Il s’agit d’abord du projet de loi C-12, déposé en novembre et qui vise la carboneutralité du Canada d’ici 2050. Le texte est sorti de l’étape du comité, mercredi, et doit revenir en Chambre pour une troisième lecture avant d’être envoyé au Sénat. Le gouvernement a aussi l’espoir de voir adopter C-6, qui vise à criminaliser les thérapies de conversion, aussi à l’étape de la troisième lecture.
Finalement, tous les projecteurs sont tournés vers le controversé projet de loi C-10, qui vise à contraindre les géants du Web à partager leurs revenus et à augmenter la portée du contenu canadien, au même titre que les télédiffuseurs traditionnels.
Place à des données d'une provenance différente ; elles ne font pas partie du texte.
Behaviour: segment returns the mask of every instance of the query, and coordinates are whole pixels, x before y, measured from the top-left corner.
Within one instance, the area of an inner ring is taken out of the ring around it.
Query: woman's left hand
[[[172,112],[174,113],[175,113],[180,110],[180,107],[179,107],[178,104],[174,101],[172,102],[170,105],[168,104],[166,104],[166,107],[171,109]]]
Les conservateurs y voient plutôt une attaque contre la liberté d’expression.
Avec l’aide du Bloc québécois, les libéraux ont réussi à imposer un bâillon pour limiter les débats au Comité parlementaire du patrimoine, qui devrait achever son étude de C-10 vendredi, après six semaines de pénibles débats procéduraux. Comme pour les autres projets de loi, il devra passer par tout le processus du Sénat avant d’obtenir la sanction royale. Le succès est loin d’être garanti. En cas de déclenchement d’une campagne électorale cet été, tous les textes législatifs encore en examen devront être jetés, rejoignant la longue liste des projets de loi morts au feuilleton.